I can’t bear to think of him, by now off in Wyoming somewhere, huddled in the seat and watching the country pass and thinking–what? That his mother sent him away. What choices we are offered in this life, if we live in Idaho. Yet in the long run he will have to realize that it is worth any amount of unhappiness to be given the opportunity to learn and grow and become something good and true, perhaps even noble. I confess it is one of the things I hug to my heart, a thing I envy my poor little boy for–his opportunity to see you and Thomas. He has heard about you all his life, but of course doesn’t remember you. Now he can at last know what I have been talking about. But if having him down for Thanksgiving will be the slightest bother, if he will interfere with the great things that fill your life now, do not hesitate to tell him not to come. I would rather he were a little lonely and unhappy than that he should ever become a burden or duty to you.

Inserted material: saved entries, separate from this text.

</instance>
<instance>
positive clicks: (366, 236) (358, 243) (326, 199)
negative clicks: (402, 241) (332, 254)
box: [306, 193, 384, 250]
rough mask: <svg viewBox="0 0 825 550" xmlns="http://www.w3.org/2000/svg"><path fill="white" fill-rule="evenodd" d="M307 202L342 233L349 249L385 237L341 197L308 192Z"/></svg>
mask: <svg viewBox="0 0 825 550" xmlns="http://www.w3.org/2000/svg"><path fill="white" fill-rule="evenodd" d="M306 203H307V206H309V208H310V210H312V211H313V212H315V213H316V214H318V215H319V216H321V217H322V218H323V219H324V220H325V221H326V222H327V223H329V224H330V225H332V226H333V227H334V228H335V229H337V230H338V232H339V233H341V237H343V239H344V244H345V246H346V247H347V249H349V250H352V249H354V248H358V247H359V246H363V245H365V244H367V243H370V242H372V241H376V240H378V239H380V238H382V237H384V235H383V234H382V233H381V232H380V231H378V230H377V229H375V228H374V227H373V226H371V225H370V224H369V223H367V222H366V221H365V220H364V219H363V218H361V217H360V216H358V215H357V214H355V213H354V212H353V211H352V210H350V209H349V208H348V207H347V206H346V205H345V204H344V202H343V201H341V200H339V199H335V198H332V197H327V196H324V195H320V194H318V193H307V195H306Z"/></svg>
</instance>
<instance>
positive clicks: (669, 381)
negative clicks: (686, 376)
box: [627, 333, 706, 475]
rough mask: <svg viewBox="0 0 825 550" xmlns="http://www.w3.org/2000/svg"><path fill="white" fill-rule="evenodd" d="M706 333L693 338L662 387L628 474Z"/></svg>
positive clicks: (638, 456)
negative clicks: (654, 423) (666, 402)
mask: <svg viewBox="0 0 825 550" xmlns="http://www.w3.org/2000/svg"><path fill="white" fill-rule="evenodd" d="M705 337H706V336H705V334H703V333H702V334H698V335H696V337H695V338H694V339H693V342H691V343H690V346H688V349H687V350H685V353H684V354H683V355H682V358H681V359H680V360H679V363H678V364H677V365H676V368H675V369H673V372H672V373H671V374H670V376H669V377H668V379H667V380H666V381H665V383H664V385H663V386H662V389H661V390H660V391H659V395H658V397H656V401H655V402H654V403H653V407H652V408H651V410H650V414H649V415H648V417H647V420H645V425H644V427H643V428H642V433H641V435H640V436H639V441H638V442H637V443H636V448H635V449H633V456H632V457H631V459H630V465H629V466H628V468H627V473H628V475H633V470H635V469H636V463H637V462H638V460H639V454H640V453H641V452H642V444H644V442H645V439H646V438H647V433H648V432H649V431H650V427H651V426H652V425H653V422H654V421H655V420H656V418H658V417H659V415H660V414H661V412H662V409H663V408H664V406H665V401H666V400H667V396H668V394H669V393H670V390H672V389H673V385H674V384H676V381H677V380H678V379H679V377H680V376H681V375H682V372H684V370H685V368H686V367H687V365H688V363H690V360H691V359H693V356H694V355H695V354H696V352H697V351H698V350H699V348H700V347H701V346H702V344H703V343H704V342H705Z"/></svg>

His sisters and Nellie will miss him as much as I do. The girls depend on their big brother for all sorts of things from mending a toy to saddling their ponies. As for Nellie, poor thing, she cried as if it were her own boy she was sending off.
 
The Mesa
November 10, 1889
Dearest Augusta

. After such a summer of heat, dust, and wind you can imagine how gladly I accept winter, which is at least fairly clean, and with what passion I long for spring. It has been build, build, build, all through the fall, and since we are more than two miles from town, the workmen have had to be boarded. Wan has cooked for the family, many visitors, and an average of seven additional men, though that will now be reduced.
With paint, carpets, and curtains we have done something toward making the house habitable, and in addition have built an icehouse, shop, blacksmith shed, and office, all under one roof, making quite a picturesque little building, with outside stairs leading to a storage loft.